Kunststoffen vaak een goed alternatief

Microtherm is in 1980 opgericht door Jan Raat, voorheen instrumentmaker bij Hoogovens. Vanuit de markt bleek vooral belangstelling voor zijn expertise op het gebied van de verspanende bewerking van kunststoffen, zodat deze activiteit zich geleidelijk ontwikkelde tot het uitgesproken specialisme van Microtherm. Dat omvat het hele palet aan technische kunststoffen, van PP en PA tot POM, PI en PEEK, al dan niet versterkt met glas of grafiet. Gezien de variëteit in mechanische eigenschappen vergt het bewerken van kunststoffen veel kennis van het verspaningsproces en de optimale parameters voor elk materiaal. Dat geldt ook voor de hanteerbaarheid van de gevormde spanen.

De marktsegmenten die worden bediend zijn heel divers, met daaronder de voedingsmiddelenindustrie, de automotive en de petrochemische industrie. Swikker merkt daarbij op dat de opmars van kunststoffen zich nog steeds doorzet. “We krijgen veel tekeningen waarop vroeger staal of rvs stond en nu is vervangen door kunststof.” Dat heeft onder meer te maken met het feit dat machines na enige jaren worden vervangen door modernere en snellere uitvoeringen. Gezien de beperkte levensduur van de machines vormen kunststoffen voor veel onderdelen dan een goed alternatief. Daarbij is volgens Swikker sprake van een groeiende vraag naar steeds complexere vormen en dat stelt hoge eisen aan de machines en hun besturing.

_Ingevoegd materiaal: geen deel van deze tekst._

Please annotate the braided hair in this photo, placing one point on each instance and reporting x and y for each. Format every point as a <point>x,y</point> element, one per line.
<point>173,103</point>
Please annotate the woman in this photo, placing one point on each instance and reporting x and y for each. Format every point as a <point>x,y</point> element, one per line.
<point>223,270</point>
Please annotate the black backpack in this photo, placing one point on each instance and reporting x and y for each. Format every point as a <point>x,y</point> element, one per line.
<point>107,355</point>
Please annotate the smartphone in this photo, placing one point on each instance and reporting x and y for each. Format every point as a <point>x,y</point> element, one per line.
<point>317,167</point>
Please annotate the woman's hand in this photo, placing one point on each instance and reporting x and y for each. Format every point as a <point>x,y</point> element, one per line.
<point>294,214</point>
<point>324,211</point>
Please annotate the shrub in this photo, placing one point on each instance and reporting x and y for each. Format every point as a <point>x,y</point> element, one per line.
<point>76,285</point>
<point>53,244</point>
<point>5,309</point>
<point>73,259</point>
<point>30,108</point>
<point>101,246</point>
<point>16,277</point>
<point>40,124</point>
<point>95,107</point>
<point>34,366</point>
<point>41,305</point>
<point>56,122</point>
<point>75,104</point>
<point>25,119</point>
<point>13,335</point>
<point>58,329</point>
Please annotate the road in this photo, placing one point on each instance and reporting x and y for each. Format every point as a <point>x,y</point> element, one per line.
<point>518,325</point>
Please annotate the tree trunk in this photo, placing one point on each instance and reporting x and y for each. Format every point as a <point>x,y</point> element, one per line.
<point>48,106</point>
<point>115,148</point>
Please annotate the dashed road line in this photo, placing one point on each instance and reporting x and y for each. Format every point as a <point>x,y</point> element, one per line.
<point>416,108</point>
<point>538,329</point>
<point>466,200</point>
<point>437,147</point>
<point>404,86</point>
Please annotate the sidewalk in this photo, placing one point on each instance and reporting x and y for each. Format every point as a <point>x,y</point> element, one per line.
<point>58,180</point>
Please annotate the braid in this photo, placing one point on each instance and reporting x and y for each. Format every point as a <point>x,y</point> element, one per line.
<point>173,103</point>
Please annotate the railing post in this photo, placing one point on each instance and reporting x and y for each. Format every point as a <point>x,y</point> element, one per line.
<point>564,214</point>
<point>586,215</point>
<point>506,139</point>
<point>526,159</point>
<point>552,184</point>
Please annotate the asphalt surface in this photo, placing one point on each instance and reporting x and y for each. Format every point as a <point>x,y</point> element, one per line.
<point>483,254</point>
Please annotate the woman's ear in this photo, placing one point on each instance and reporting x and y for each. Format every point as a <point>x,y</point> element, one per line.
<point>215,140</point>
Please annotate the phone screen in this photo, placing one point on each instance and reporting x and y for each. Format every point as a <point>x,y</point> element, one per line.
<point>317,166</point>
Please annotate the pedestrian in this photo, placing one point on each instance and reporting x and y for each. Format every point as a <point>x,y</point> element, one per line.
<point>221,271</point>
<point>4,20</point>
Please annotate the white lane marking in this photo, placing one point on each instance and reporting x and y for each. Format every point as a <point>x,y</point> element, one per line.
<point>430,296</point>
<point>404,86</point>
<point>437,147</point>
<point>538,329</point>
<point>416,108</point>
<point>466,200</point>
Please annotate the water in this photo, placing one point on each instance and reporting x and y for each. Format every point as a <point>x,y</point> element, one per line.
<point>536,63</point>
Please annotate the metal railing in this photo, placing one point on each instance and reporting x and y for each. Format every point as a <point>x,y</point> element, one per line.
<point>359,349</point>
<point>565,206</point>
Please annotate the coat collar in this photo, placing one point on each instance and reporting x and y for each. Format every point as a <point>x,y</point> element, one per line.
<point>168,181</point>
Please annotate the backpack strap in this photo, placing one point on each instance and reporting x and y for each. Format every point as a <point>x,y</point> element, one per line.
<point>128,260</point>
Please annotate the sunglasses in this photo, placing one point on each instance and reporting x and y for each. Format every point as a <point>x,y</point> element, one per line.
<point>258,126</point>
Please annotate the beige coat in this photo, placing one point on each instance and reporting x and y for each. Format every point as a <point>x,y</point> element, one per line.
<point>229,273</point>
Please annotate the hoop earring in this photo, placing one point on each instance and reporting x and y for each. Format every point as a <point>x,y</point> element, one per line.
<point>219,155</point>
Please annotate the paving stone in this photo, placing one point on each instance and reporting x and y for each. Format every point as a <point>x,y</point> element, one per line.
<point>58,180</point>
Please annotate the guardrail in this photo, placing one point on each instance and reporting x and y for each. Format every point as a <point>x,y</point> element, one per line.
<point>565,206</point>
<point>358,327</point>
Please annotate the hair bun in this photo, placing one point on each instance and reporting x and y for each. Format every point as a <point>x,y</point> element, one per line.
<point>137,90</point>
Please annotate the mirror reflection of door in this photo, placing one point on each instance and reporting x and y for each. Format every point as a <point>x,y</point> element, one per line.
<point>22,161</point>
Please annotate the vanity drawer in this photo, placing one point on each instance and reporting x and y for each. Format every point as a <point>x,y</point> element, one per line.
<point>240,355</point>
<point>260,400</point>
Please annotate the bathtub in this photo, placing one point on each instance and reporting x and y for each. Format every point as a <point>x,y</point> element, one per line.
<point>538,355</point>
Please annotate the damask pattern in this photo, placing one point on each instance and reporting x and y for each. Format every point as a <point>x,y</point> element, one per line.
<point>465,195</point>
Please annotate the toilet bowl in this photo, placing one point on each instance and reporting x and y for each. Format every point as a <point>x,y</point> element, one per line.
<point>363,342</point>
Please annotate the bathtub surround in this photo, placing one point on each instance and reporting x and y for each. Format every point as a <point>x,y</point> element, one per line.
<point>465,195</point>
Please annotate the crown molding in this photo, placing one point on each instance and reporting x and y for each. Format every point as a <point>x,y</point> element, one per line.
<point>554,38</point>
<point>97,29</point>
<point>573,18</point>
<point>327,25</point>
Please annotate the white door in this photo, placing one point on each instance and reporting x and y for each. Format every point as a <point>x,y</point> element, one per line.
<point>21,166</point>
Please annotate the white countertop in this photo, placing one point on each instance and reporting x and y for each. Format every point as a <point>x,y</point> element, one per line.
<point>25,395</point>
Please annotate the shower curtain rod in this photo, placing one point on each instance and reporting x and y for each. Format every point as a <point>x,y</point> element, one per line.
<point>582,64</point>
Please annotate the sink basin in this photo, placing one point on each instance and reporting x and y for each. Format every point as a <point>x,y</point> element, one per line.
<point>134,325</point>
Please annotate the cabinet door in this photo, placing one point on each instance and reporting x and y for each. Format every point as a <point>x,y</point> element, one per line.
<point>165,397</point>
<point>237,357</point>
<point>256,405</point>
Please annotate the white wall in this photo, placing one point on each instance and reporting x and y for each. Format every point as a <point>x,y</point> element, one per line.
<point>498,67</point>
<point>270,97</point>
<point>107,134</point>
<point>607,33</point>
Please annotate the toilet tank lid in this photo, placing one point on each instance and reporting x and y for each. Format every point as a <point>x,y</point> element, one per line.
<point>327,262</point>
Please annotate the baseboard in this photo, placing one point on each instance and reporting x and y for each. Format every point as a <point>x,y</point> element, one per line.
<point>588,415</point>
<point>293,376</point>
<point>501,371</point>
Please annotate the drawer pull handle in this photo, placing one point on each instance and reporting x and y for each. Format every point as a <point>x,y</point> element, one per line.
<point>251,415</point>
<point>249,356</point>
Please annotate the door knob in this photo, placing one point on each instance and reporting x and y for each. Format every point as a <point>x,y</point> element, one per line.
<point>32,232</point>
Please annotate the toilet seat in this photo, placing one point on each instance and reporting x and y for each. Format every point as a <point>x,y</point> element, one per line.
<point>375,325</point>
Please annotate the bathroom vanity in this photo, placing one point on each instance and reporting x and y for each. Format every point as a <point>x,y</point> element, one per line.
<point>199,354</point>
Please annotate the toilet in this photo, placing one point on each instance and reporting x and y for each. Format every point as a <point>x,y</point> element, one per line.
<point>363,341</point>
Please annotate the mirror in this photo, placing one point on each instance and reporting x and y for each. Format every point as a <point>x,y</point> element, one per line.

Dynamiek vraagt hoge stabiliteit

Kunststoffen mogen zich dan wel relatief eenvoudig mechanisch laten bewerken, vanwege de hoge dynamiek bij de bewerking worden er daarom toch hoge eisen gesteld aan de stabiliteit van de machines.

De Conquest V1000 is een drie-assig bewerkingscentrum met een werkbereik van 1.020 mm x 610 mm x 610 mm en een toerental van 10.000 min-1. De direct drive spindel heeft een vermogen van 20 kW. Een zwaar geribd gietijzeren frame, brede geleidingen in de X, Y- en Z-as en stevige kogelomloopspindels van 45mm dragen bij aan een hoge stabiliteit van de machine. De ijlsnelheden bedragen 43 m/min in de X- en Y-as en 31 m/min in de Z-as.

Door aanpassing van de parameters met een optionele module als ‘active chatter control’ (ACC) kan chatter goeddeels worden vermeden. Links het resultaat van een bewerking zonder ACC, rechts het resultaat met ACC (foto: Heidenhain)

 

Voorafgaand aan de bewerking worden de nulcoördinaten van het opgespannen werkstuk bepaald en verwerkt in de besturing. Bij vlakke plaatwerkproducten wordt bij Microtherm gebruik gemaakt van een vacuüm opspantafel.